In a study of the effect of oral tazarotene on fertility and early embryonic development in rats, decreased number of implantation sites, decreased litter size, decreased numbers of live fetuses, and decreased fetal body weights, all classic developmental effects of retinoids, were observed when female rats were administered 2 mg/kg/day from 15 days before mating through gestation day 7. A low incidence of retinoid-related malformations at that dose was reported to be related to treatment. This dose produced an AUCde that was 1.7 times the AUC0-24h observed in psoriatic patients treated with 2 mg/cm2 tazarotene gel 0.1% (extrapolated for topical application over a 20% body surface area) and 2.1 times the maximum AUC0-24h in acne patients treated with 2 mg/cm2 of tazarotene gel 0.1% over a 15% (targeted) body surface area.
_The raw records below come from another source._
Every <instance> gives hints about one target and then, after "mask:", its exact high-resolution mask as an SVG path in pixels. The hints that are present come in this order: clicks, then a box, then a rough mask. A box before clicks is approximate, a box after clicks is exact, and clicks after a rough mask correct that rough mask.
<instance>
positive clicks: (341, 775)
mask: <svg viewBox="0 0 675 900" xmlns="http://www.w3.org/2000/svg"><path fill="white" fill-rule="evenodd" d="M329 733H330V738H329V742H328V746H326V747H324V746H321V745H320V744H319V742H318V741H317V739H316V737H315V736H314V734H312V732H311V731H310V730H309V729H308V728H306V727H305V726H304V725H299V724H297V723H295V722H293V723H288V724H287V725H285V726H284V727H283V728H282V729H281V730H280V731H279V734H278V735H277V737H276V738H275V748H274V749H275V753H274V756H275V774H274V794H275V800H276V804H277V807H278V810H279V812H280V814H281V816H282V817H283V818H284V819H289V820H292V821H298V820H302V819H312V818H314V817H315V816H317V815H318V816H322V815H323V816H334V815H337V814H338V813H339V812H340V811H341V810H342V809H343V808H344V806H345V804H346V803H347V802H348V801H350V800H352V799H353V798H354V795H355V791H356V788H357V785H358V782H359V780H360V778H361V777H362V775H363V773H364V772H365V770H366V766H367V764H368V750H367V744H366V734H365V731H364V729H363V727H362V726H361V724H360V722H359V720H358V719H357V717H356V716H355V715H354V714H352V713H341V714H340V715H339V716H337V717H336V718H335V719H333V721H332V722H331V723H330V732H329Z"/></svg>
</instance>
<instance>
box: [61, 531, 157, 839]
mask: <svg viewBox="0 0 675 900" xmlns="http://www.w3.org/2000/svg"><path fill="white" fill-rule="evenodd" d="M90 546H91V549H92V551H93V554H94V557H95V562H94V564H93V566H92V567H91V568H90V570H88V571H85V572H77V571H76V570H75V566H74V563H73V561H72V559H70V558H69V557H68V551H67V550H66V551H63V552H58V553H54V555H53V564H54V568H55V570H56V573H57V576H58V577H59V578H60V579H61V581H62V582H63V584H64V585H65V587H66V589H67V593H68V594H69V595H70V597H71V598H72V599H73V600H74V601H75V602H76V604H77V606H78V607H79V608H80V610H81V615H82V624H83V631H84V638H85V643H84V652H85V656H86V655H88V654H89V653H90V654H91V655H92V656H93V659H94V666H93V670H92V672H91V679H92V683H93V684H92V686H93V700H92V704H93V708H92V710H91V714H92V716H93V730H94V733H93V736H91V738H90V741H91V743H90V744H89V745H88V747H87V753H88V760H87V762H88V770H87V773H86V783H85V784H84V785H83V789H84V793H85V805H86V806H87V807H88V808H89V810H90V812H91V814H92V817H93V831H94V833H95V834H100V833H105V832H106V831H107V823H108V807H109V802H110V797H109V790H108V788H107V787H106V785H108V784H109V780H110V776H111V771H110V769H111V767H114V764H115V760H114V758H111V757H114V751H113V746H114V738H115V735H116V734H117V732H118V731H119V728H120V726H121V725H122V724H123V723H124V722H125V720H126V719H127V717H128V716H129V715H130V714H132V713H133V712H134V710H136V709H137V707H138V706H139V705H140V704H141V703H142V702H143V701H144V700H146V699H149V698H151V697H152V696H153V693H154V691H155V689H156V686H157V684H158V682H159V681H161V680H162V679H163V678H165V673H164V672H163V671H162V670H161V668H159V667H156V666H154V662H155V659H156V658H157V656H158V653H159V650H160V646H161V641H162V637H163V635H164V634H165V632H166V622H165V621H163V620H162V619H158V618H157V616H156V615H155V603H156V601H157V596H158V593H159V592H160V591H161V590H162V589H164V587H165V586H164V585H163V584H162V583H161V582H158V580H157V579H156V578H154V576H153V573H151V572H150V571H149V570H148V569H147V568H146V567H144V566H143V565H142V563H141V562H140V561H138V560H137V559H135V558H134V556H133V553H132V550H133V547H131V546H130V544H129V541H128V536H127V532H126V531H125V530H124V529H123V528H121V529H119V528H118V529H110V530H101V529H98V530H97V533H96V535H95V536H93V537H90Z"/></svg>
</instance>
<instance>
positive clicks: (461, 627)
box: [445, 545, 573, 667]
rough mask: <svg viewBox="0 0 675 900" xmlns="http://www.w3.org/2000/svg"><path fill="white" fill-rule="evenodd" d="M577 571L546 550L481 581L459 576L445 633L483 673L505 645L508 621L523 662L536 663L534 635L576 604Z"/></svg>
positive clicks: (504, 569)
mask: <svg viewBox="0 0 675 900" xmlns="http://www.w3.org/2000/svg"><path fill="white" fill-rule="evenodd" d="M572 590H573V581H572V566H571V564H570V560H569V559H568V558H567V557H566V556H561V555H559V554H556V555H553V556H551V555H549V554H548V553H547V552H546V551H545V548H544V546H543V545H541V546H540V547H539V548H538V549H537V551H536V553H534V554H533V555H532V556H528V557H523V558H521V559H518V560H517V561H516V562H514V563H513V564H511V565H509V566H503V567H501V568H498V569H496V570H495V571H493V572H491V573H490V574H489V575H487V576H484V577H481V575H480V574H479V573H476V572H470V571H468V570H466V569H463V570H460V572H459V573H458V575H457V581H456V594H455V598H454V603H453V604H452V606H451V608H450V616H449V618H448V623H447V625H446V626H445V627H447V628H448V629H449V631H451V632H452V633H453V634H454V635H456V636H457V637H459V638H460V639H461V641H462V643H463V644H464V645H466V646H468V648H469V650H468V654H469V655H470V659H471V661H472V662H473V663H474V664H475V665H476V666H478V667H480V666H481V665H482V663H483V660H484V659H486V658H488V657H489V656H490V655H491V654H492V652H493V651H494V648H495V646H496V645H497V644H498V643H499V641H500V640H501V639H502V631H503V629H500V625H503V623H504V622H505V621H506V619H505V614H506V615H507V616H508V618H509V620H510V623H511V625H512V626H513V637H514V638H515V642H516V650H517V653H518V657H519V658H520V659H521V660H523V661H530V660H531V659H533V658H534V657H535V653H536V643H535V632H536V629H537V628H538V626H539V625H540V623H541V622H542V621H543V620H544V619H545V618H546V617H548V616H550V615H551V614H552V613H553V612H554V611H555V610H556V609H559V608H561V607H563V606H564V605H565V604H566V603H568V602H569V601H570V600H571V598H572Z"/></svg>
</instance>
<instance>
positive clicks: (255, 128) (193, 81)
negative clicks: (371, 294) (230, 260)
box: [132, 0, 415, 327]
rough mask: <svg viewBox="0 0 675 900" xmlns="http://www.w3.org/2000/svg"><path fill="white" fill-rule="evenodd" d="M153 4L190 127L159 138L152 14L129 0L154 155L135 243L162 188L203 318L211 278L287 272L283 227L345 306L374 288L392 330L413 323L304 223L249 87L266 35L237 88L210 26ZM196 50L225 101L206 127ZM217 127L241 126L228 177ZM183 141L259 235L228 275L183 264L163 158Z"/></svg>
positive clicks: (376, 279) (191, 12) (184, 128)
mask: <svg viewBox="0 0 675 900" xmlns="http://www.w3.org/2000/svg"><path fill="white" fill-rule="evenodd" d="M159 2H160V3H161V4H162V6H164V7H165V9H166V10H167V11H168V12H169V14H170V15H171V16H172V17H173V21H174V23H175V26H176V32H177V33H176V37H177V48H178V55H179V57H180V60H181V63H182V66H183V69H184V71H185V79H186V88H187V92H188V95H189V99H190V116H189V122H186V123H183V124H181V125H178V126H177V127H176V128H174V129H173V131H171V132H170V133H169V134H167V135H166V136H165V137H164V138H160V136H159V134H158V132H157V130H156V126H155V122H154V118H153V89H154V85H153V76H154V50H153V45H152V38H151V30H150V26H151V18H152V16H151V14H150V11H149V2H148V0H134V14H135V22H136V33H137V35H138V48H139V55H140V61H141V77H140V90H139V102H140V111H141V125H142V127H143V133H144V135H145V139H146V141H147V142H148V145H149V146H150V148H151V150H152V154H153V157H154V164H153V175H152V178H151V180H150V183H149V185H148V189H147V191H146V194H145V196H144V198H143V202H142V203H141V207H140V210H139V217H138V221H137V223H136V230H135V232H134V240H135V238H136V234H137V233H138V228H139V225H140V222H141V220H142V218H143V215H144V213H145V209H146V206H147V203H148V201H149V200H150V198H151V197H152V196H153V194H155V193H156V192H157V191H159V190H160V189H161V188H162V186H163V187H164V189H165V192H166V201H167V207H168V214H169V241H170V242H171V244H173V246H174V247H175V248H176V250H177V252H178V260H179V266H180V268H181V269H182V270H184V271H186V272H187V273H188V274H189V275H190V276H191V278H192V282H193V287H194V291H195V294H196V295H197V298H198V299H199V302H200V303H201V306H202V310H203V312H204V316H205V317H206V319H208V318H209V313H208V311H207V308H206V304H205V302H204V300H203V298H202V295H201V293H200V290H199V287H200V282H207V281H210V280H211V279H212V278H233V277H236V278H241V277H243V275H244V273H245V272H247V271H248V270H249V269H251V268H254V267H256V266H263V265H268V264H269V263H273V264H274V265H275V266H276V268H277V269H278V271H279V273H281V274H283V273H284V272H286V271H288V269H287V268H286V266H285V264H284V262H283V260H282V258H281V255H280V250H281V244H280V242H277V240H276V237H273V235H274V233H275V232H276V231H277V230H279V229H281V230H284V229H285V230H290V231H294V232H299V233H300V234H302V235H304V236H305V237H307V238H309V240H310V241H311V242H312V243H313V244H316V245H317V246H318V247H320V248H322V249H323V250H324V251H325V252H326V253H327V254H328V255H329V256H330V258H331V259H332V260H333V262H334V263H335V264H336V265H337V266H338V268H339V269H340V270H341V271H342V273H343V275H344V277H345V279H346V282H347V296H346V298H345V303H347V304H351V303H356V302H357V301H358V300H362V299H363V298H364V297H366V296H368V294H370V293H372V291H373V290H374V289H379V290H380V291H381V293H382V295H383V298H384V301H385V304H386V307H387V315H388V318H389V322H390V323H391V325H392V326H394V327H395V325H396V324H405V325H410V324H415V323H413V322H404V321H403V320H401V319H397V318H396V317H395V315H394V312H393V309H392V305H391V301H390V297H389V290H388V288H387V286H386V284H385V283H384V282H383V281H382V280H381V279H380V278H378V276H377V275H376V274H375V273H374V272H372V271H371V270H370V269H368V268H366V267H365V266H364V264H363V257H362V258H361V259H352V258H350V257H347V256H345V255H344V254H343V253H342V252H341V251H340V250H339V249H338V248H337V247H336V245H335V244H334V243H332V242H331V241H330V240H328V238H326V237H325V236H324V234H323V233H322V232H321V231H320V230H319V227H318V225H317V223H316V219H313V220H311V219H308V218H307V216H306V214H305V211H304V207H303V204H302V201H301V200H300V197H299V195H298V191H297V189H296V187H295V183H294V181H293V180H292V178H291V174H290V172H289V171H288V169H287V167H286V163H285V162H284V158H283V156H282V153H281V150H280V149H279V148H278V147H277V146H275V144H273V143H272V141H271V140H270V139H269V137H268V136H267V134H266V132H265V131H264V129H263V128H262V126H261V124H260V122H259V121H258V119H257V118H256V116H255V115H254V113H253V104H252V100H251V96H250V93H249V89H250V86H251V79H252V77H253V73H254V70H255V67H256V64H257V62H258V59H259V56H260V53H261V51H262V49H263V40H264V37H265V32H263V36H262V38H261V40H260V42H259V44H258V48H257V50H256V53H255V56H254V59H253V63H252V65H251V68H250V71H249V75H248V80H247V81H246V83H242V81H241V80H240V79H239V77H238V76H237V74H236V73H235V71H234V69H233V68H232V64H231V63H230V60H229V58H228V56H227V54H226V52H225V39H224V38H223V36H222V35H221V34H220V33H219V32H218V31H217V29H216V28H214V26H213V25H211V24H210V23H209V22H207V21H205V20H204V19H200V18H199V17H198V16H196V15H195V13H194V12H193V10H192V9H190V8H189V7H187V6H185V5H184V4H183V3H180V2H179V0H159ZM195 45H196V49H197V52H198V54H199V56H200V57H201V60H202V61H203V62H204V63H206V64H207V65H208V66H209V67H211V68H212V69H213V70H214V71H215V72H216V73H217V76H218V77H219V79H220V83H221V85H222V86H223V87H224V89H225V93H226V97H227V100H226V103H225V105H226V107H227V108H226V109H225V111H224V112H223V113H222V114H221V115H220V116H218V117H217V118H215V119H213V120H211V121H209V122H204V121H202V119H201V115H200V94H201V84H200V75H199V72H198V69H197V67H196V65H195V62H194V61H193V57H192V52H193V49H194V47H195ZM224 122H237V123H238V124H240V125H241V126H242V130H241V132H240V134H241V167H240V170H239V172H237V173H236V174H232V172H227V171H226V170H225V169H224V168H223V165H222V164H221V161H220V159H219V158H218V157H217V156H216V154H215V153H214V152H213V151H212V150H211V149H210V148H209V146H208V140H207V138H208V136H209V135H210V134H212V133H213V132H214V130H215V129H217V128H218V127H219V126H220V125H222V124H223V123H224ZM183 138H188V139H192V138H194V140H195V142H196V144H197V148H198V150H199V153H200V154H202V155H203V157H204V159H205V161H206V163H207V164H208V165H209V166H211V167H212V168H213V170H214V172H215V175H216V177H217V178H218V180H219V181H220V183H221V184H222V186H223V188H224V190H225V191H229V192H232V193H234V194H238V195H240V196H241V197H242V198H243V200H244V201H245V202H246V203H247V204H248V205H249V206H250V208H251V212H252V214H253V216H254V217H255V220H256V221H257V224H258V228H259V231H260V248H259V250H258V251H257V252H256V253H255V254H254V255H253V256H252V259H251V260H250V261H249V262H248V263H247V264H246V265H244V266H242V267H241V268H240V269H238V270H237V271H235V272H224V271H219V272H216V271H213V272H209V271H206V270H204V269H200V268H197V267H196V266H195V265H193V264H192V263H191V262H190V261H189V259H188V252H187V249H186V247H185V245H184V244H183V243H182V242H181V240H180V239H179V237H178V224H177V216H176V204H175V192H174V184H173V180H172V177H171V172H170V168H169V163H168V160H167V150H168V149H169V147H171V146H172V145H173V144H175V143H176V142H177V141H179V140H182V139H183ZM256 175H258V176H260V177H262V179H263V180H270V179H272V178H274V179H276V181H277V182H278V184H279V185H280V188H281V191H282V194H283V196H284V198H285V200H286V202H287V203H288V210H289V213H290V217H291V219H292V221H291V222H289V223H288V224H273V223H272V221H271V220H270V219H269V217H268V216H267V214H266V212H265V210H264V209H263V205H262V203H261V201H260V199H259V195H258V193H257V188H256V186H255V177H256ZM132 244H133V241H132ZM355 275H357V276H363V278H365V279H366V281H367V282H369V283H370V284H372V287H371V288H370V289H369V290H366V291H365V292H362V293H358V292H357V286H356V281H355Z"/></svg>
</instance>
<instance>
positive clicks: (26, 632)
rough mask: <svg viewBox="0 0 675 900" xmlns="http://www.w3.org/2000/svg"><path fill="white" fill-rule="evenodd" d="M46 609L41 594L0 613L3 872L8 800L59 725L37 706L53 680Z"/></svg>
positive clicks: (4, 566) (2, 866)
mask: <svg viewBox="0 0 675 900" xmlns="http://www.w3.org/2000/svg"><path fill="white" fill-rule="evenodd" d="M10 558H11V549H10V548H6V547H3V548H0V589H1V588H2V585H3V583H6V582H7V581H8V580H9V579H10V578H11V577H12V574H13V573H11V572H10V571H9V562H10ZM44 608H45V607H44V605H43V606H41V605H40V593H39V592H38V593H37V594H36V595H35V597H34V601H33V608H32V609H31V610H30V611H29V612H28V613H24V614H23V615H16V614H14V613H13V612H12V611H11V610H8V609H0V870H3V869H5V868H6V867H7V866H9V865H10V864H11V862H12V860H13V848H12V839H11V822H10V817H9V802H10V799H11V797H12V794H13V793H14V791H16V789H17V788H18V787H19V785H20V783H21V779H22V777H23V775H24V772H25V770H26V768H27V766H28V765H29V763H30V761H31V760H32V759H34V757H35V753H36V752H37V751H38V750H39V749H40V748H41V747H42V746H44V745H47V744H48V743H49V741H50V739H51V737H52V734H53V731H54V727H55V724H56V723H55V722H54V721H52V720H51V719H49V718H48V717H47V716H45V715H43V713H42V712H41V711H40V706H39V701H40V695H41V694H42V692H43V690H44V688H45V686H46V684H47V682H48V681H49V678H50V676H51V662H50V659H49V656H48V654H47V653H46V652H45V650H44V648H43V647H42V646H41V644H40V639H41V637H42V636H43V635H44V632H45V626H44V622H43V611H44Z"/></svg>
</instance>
SYSTEMIC EXPOSURE TO TAZAROTENIC ACID IS DEPENDENT UPON THE EXTENT OF THE BODY SURFACE AREA TREATED. IN PATIENTS TREATED TOPICALLY OVER SUFFICIENT BODY SURFACE AREA, EXPOSURE COULD BE IN THE SAME ORDER OF MAGNITUDE AS IN THESE ORALLY TREATED ANIMALS. ALTHOUGH THERE MAY BE LESS SYSTEMIC EXPOSURE IN THE TREATMENT OF ACNE OF THE FACE ALONE DUE TO LESS SURFACE AREA FOR APPLICATION, TAZAROTENE IS A TERATOGENIC SUBSTANCE, AND IT IS NOT KNOWN WHAT LEVEL OF EXPOSURE IS REQUIRED FOR TERATOGENICITY IN HUMANS (SEE CLINICAL PHARMACOLOGY: PHARMACOKINETICS).